Dr Alberto Longo (Gibson Institute, QUB)    
     
Alberto’s research interests include people’s preferences, attitudes and willingness to pay for public health programs.  His research focuses on the effectiveness and on the optimal levels of (monetary) incentives for behaviour change.

Dr Paula McFadden (Social Work, QUB)

Dr. McFadden is a social worker who has worked in child protection and with older people. Her doctoral research interest in burnout and resilience in professional practice has expanded to include health and social care services.  She is currently interested in resilience research relating to life course trajectory of marginalized young people and educational based intervention programs.
Dr Corina Miller

Corina is a research fellow with the Administrative Data Research Centre - Northern Ireland (ADRC-NI) and Centre for Public Health. Her main research is in the area of applied microeconomics, with a focus on health inequality, wellbeing and education. Her current research is on the self-reported satisfaction in the working population in Northern Ireland, with early research focus on CGE modelling of agricultural trade agreements and environmental policy.
Dr Dermot O’Reilly (UKCRC Centre for Excellence in Public Health, QUB)     
      
Dermot is Clinical Senior Lecturer in the Centre for Public Health.
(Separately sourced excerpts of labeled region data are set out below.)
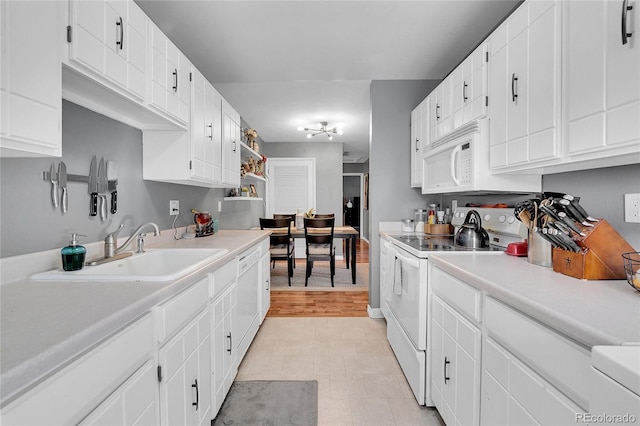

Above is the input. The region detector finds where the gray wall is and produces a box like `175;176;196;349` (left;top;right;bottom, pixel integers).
0;101;265;257
369;80;439;308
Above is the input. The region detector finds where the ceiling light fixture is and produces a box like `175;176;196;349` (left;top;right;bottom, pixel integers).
298;121;343;140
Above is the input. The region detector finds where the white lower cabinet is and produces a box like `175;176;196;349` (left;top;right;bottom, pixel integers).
210;260;238;417
430;295;480;425
80;361;158;426
480;338;584;425
158;307;211;425
0;314;157;425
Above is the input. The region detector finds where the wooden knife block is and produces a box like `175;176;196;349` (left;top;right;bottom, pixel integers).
552;219;636;280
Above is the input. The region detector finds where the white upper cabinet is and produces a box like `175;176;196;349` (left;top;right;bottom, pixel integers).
150;25;191;124
451;43;487;129
488;1;561;171
563;0;640;165
222;98;241;188
69;0;149;100
0;1;63;157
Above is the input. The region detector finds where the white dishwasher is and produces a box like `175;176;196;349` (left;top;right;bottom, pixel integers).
231;246;261;364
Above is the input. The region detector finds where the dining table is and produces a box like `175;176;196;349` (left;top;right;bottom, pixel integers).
262;226;359;284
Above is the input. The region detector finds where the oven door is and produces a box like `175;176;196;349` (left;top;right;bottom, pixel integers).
385;244;427;351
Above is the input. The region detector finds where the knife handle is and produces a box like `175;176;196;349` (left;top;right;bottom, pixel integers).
51;181;58;209
89;192;98;216
60;187;68;213
111;191;118;214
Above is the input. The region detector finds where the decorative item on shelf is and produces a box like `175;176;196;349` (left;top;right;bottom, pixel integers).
298;121;343;140
244;129;259;152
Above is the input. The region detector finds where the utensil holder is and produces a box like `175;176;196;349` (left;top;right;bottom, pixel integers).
553;219;635;280
527;229;553;268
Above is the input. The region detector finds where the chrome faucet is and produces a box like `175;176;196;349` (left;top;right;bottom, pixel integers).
104;222;160;258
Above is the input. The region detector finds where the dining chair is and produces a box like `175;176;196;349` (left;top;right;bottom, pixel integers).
273;213;296;269
304;217;336;287
260;217;294;287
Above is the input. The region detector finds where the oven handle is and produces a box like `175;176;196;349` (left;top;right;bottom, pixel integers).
396;253;420;269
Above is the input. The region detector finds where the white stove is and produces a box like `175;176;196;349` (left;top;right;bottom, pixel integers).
380;207;527;405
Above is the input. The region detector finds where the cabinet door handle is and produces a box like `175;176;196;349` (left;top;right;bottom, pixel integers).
172;68;178;92
191;379;200;411
116;16;124;50
620;0;633;44
444;357;451;385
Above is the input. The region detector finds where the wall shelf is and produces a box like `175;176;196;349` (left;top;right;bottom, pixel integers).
223;197;263;201
242;173;267;182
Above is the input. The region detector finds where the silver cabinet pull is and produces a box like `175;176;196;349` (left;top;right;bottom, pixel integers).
173;68;178;92
116;16;124;50
620;0;633;45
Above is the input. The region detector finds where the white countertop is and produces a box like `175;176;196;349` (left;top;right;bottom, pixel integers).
429;252;640;348
0;230;269;405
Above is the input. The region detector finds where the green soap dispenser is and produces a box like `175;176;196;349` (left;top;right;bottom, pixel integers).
60;232;87;271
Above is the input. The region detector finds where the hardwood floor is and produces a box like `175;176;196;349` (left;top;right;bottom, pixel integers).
267;239;369;317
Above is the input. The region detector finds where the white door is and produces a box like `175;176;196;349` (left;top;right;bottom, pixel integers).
267;158;317;257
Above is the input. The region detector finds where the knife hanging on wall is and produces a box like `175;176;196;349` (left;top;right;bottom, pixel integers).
89;155;98;216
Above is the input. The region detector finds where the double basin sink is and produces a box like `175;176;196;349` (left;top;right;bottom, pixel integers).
31;248;229;282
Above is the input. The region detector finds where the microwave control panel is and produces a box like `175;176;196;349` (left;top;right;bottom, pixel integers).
459;142;472;185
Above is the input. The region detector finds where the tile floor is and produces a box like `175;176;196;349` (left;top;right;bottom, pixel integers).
236;317;444;426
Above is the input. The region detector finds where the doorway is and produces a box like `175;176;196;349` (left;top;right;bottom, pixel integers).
342;173;369;242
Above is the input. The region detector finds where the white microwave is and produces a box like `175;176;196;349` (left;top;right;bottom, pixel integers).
422;119;542;194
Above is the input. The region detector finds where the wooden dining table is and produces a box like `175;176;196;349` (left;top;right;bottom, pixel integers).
269;226;359;284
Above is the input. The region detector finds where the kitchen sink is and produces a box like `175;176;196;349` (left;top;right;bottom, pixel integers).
31;248;229;281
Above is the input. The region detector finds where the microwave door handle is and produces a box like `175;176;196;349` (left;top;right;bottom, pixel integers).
396;253;420;269
449;145;462;186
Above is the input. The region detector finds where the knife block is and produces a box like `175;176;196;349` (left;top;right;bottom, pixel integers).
552;219;636;280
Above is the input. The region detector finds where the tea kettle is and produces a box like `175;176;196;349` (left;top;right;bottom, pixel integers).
455;210;489;249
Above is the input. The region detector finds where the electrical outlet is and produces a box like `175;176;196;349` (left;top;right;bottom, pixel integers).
624;194;640;223
169;200;180;216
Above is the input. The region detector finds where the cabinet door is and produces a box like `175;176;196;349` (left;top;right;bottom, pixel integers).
0;1;62;157
158;308;211;425
69;0;149;100
480;338;584;425
431;295;481;424
80;361;158;426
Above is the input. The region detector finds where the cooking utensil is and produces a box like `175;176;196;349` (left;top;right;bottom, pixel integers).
455;210;489;248
562;194;598;222
89;155;98;216
98;158;108;222
107;161;118;214
58;161;68;213
49;162;58;209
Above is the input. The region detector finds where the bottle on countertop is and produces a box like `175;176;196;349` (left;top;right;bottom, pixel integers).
60;232;87;271
427;204;437;224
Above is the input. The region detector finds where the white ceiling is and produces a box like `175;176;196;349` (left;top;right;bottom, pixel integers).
136;0;519;158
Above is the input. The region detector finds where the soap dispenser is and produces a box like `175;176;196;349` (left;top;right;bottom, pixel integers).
60;232;87;271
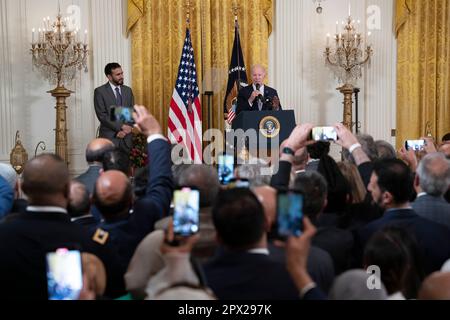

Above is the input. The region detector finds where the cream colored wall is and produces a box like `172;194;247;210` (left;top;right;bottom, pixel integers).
0;0;131;175
0;0;396;175
269;0;396;158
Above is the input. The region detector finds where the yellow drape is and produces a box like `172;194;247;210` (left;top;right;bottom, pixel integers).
396;0;450;147
128;0;273;129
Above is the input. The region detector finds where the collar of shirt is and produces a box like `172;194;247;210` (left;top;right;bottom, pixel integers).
109;82;122;98
417;192;427;198
253;84;264;96
247;248;269;256
27;206;67;214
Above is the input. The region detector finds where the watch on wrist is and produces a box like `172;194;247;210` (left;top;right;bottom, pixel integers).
281;147;295;156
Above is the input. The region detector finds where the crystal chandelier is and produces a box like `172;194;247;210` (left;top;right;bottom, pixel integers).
325;5;373;130
30;5;89;164
325;16;373;85
31;12;89;87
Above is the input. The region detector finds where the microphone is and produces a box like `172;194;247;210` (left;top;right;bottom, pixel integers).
255;83;264;102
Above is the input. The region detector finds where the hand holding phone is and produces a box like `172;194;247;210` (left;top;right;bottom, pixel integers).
276;191;303;240
312;127;338;141
173;188;200;237
405;140;426;152
111;106;134;125
217;154;234;186
46;249;83;300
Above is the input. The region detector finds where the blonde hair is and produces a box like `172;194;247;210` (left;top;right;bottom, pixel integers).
338;161;367;203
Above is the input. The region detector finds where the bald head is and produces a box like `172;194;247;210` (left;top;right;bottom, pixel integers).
94;170;132;219
68;180;91;218
252;186;277;232
252;64;266;86
22;154;69;205
417;152;450;197
419;272;450;300
86;139;115;163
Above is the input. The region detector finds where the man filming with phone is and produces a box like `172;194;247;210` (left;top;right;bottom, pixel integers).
236;64;282;114
94;63;134;154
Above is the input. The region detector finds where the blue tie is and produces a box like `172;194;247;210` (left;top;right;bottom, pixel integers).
116;87;123;107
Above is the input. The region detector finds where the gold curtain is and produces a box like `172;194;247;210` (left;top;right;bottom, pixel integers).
128;0;273;129
396;0;450;147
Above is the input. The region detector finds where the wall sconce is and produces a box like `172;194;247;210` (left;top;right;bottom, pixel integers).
10;131;28;175
313;0;325;14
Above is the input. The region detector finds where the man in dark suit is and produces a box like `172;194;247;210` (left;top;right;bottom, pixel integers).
94;63;134;154
75;139;115;195
355;159;450;274
236;65;282;114
204;189;299;300
67;180;98;231
412;152;450;228
0;155;125;300
93;106;173;267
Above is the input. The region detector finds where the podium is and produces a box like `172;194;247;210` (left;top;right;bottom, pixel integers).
229;110;296;159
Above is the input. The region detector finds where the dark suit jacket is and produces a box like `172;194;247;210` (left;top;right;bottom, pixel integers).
0;212;125;300
236;85;282;114
268;243;335;293
204;251;300;300
411;195;450;228
75;165;102;195
94;139;173;267
355;209;450;274
0;176;14;219
94;82;134;153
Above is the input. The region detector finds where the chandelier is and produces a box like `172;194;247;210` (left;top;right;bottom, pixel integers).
325;16;373;85
30;5;89;164
31;12;89;87
325;5;373;130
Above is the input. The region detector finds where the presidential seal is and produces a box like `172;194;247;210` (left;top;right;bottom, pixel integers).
259;116;281;139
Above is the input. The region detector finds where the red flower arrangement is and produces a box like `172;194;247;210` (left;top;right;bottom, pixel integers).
130;132;148;169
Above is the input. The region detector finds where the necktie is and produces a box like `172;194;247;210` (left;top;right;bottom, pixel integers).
116;87;123;107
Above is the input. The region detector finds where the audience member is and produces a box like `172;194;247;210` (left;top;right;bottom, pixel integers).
418;272;450;300
204;188;298;300
363;226;424;300
252;186;335;292
102;150;131;177
0;155;124;300
329;269;388;300
67;180;97;231
75;139;114;195
93;106;173;268
412;152;450;228
357;159;450;274
375;140;397;160
0;176;14;219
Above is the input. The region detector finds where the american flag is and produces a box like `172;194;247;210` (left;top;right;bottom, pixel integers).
227;104;236;125
169;29;202;164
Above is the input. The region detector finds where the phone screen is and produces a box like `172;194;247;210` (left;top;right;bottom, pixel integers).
312;127;338;141
227;178;250;189
277;192;303;239
173;188;200;237
111;106;134;124
405;140;426;151
218;154;234;185
46;249;83;300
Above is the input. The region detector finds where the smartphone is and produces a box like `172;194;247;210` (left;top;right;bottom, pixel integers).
405;140;426;151
227;178;250;189
311;127;338;141
46;249;83;300
111;106;134;124
217;154;234;186
173;188;200;237
276;191;303;240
His core research focus is on social factors that influence the health of people and his current interest is on the effective use of routine datasets to further understanding of the distribution and social causes of disease and its impact in society. He is the lead for the new Administrative Data Research Centre (ADRC) in Northern Ireland.

Dr Ian Shuttleworth (Geography, QUB)

Ian is a senior lecturer in Human Geography at Queen’s University Belfast.  His research interests include migration, labour market mobility, and social segregation.  He also has an interest in divided societies with a special focus on Northern Ireland.  He is currently director of the Northern Ireland Longitudinal Research Support Unit and is also involved in other UK Big Data initiatives.